Dice San Juan (Jn. 20, 24) “En la primera aparición de Jesús resucitado a sus apóstoles no estaba con ellos Tomás. Los discípulos le decían: “Hemos visto al Señor”. Él les contestó: “si no veo en sus manos los agujeros de los clavos y si no meto mis dedos en los agujeros de sus clavos, y no meto mi mano en la herida de su costado, no creeré”. Ocho días después estaban los discípulos reunidos y Tomás con ellos. Se presentó Jesús y dijo a Tomás: “Acerca tu dedo: aquí tienes mis manos. Trae tu mano y métela en la herida de mi costado, y no seas incrédulo sino creyente”. Tomás le contestó: “Señor mío y Dios mío”. Jesús le dijo: “Has creído porque me has visto. Dichosos los que creen sin ver”.

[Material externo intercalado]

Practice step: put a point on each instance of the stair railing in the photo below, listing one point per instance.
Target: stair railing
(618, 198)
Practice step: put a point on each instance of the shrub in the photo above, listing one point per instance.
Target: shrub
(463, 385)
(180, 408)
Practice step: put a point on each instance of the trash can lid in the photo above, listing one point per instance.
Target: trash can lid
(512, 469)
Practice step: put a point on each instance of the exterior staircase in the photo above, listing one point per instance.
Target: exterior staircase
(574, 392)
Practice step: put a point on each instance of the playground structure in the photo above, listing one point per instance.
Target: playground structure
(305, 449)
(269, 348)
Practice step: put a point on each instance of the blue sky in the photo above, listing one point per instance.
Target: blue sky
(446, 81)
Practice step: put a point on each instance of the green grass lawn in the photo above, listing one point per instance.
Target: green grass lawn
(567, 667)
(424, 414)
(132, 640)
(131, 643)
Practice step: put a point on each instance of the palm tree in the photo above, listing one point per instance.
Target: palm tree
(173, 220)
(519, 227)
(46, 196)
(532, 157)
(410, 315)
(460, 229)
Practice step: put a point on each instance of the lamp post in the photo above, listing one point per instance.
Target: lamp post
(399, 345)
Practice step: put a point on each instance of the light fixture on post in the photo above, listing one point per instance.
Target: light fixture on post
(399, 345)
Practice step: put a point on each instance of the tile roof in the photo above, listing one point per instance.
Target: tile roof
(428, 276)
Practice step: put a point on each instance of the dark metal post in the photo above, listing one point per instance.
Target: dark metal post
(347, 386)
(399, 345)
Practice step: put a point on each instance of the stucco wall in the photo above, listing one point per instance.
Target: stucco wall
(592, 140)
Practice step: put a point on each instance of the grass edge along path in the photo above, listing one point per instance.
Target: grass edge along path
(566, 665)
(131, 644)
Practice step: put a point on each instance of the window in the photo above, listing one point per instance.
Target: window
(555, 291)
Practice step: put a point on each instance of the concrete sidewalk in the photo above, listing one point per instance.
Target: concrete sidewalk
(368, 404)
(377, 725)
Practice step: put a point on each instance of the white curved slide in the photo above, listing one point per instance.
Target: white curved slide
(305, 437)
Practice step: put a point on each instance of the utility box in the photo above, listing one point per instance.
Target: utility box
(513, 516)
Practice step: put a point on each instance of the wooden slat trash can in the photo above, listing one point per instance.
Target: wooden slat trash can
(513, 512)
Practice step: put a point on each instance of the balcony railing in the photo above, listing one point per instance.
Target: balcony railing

Parece que Tomás era pesimista por naturaleza. No le cabía la menor duda de que amaba a Jesús y se sentía muy apesadumbrado por su pasión y muerte. Quizás porque quería sufrir a solas la inmensa pena que experimentaba por la muerte de su amigo, se había retirado por un poco de tiempo del grupo. De manera que cuando Jesús se apareció la primera vez, Tomás no estaba con los demás apóstoles. Y cuando los otros le contaron que el Señor había resucitado, aquella noticia le pareció demasiado hermosa para que fuera cierta.

Tomás cometió un error al apartarse del grupo. Nadie está peor informado que el que está ausente. Separarse del grupo de los creyentes es exponerse a graves fallas y dudas de fe. Pero él tenía una gran cualidad: se negaba a creer sin más ni más, sin estar convencido, y a decir que sí creía, lo que en realidad no creía. El no apagaba las dudas diciendo que no quería tratar de ese tema. No, nunca iba a recitar el credo un loro. No era de esos que repiten maquinalmente lo que jamás han pensado y en lo que no creen. Quería estar seguro de su fe.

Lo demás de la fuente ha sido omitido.